I don’t want to be an angry and hateful person (I don’t really think anyone particularly wants to be this way). So I mulled over why this happened, where it came from, what went wrong along the way. After all: it’s not like feeling disappointed is in itself a bad thing, and neither is feeling anger. But hopelessness and bitterness and hatred are bad. What caused that shift, exactly?

That was easier to figure out: it was a defense. I was putting up armor, attempting to protect  myself by reacting and taking an offense stance at the same time. I have probably done this all my life. When I am angry, hurt, or feel like I’m in danger, I make like a porcupine: I attempt to protect myself and take down whatever it was that might have caused this problem in the first place. Somehow, this feels safe and somewhat proactive. I’m not going to take it lying down; I’m going to lash out, get my revenge, inflict some damage. I don’t do this consciously; it’s a reaction, it’s a reflex. But that doesn’t make it okay.

What I realized, though, was that this method of protection is a good way to distance people, become a bitter and angry person all around, and still manage to not actually solve any problems.

It basically communicates: “It’s me against the world.”

And isn’t that the real problem? We can often feel like it’s us against the world, especially when things don’t go our way, and it seems like the solution is to flex claws and scratch the world’s eyes out. We think it’s up to us; we have to fight for our lives.

In Joshua 8, God says to Joshua not to be afraid, and that He will deliver the city into Joshua’s hands. And in Romans 8, Paul reassures us that God is on our side; that through Him, and through HIs love, we are more than conquerors. It’s not us against the world, as it turns out. Certainly, life will continue to happen, things will continue to break and not go as expected or hoped, because this world is broken and damaged. But we aren’t at this alone: God is in this fight with us.

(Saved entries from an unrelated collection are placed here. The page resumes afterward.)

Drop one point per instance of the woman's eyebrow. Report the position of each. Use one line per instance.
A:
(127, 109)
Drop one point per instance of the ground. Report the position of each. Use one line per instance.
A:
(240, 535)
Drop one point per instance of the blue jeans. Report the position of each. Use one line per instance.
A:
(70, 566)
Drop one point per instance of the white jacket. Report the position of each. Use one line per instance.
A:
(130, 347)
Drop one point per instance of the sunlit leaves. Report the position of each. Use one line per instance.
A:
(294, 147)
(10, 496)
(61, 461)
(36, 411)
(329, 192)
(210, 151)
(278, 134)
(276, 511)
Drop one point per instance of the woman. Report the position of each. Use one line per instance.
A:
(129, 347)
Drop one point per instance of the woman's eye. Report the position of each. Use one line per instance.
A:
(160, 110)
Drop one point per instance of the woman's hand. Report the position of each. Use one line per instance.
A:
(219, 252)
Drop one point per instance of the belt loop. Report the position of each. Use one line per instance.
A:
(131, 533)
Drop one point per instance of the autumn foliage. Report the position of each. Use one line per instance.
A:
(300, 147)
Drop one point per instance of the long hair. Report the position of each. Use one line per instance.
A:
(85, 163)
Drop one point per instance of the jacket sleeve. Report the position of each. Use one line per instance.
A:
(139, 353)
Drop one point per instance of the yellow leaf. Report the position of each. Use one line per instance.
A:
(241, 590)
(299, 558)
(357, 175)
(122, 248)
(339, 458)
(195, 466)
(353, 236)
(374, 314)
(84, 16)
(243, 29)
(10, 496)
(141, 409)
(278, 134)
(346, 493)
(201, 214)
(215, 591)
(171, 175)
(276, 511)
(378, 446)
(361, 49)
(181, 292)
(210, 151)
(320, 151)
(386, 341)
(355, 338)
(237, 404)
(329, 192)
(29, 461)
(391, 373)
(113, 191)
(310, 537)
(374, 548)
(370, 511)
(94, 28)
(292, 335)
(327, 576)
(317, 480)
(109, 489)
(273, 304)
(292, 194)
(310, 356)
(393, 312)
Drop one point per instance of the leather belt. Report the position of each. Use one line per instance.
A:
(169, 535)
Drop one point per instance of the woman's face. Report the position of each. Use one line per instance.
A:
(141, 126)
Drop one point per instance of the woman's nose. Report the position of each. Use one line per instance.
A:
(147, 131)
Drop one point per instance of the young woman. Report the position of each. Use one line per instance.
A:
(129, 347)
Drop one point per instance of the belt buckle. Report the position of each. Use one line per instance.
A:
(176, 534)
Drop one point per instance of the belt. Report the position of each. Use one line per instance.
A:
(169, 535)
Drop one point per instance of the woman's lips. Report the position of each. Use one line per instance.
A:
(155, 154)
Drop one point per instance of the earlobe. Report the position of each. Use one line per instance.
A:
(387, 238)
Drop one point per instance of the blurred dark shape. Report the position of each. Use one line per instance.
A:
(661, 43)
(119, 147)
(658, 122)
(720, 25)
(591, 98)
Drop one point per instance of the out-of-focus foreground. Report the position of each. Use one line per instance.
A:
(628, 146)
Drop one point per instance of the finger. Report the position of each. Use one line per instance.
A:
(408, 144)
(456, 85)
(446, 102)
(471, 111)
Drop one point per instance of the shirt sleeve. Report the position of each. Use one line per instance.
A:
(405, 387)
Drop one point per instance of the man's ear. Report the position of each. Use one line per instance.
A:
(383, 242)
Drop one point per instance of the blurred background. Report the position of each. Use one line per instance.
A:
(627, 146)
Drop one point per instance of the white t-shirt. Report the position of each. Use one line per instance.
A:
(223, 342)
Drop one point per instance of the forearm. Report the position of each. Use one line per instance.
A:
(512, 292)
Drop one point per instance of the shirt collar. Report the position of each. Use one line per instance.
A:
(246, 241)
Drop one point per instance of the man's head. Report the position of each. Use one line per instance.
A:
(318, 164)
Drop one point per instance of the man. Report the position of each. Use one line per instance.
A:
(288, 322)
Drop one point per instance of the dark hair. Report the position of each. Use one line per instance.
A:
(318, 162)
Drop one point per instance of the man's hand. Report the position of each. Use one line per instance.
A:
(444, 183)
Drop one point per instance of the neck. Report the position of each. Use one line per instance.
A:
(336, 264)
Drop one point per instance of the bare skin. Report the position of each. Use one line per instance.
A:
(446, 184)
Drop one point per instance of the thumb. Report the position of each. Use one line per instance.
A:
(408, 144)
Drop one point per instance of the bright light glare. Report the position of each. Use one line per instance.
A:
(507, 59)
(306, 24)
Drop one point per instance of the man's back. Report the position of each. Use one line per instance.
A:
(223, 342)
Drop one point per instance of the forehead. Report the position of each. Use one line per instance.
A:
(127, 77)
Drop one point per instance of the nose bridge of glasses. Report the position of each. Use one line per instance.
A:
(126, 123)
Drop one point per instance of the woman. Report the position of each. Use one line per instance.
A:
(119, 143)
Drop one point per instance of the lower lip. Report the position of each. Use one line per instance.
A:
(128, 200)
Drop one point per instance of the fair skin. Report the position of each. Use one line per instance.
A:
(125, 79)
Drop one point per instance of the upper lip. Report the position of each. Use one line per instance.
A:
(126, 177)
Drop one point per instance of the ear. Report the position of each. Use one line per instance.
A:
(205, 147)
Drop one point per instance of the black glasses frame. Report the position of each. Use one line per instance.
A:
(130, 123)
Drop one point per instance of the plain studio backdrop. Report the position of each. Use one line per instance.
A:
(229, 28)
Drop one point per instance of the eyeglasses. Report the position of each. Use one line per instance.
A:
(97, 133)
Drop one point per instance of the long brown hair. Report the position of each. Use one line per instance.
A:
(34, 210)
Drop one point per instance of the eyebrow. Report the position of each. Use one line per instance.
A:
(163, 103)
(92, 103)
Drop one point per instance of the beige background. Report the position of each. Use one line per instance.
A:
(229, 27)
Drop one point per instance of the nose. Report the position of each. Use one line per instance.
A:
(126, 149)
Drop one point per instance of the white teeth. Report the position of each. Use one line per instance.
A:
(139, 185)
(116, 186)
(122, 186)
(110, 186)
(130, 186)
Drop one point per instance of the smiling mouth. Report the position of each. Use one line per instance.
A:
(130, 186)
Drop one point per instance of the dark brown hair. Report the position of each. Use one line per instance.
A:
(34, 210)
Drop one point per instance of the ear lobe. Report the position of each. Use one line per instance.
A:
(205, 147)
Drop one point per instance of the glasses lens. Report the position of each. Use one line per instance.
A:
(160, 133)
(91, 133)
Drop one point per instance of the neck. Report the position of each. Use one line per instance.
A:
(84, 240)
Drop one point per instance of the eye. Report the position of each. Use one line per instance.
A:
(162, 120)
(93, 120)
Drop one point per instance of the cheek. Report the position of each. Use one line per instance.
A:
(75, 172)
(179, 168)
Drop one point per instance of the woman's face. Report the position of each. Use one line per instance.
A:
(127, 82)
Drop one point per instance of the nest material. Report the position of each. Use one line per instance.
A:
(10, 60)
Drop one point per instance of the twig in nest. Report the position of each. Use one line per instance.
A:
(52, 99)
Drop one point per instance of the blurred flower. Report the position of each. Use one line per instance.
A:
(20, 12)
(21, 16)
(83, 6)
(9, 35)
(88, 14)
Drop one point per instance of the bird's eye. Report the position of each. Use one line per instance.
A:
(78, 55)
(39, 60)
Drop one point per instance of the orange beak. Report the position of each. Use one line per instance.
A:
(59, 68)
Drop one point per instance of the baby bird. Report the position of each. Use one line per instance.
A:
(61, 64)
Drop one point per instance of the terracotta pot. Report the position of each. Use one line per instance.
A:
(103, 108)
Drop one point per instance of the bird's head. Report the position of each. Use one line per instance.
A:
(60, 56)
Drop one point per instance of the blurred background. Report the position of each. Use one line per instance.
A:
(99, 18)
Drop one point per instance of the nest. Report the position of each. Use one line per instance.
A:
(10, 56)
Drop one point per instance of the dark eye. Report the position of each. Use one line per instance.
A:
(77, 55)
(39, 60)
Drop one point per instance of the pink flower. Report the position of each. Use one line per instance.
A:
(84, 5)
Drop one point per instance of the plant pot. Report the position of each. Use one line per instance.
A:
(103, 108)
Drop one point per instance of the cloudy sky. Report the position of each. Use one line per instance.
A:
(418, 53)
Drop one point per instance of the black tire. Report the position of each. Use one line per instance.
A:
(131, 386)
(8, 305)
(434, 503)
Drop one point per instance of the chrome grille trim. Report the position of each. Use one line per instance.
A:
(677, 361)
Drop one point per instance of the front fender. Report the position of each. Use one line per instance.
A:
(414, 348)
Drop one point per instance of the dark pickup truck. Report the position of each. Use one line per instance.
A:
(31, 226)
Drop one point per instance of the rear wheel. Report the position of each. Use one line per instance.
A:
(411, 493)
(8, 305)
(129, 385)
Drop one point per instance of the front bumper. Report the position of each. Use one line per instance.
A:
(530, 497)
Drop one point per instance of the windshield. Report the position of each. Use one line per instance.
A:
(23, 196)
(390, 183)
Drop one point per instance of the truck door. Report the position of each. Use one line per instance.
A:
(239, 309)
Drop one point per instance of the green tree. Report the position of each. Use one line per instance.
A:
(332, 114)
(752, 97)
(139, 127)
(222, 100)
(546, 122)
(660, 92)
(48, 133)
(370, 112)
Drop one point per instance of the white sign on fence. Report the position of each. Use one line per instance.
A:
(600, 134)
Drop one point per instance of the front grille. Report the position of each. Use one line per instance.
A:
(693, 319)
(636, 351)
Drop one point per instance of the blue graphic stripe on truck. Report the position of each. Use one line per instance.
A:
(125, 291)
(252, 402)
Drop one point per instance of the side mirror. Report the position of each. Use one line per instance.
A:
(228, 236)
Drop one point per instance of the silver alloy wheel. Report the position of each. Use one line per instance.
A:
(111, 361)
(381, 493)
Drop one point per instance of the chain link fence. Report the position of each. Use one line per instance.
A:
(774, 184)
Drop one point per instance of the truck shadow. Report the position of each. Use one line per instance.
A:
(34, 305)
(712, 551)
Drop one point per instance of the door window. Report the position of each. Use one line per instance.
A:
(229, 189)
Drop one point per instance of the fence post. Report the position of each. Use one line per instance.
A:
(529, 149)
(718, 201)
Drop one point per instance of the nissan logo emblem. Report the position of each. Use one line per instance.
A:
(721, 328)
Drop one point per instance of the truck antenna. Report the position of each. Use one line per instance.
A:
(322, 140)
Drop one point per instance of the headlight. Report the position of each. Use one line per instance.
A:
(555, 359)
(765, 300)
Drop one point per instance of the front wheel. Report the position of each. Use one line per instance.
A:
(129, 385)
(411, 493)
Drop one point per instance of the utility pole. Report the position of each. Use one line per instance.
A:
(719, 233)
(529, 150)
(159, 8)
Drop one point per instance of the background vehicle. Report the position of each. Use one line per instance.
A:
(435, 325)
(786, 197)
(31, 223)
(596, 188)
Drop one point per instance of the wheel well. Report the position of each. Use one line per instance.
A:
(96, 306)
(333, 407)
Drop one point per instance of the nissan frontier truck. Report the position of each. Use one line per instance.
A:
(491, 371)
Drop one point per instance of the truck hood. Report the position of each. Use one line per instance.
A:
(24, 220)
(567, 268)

It’s us and God vs. the world.

And the odds in this fight are certain: while there will be punches and low-blows, we don’t have to cower and raise our quills. The fight belongs to God, and we don’t need to resort to desperate attempts to hurt others as much as we’re hurting on our way out. We instead can find healing, comfort, and victory in the knowledge that the end is certain, and it is good.

(I know: this is about last week’s topic/message. I meant to get it up last week, but life happened, and it didn’t get posted. But it still works for this whole Courage Message Series anyhow!)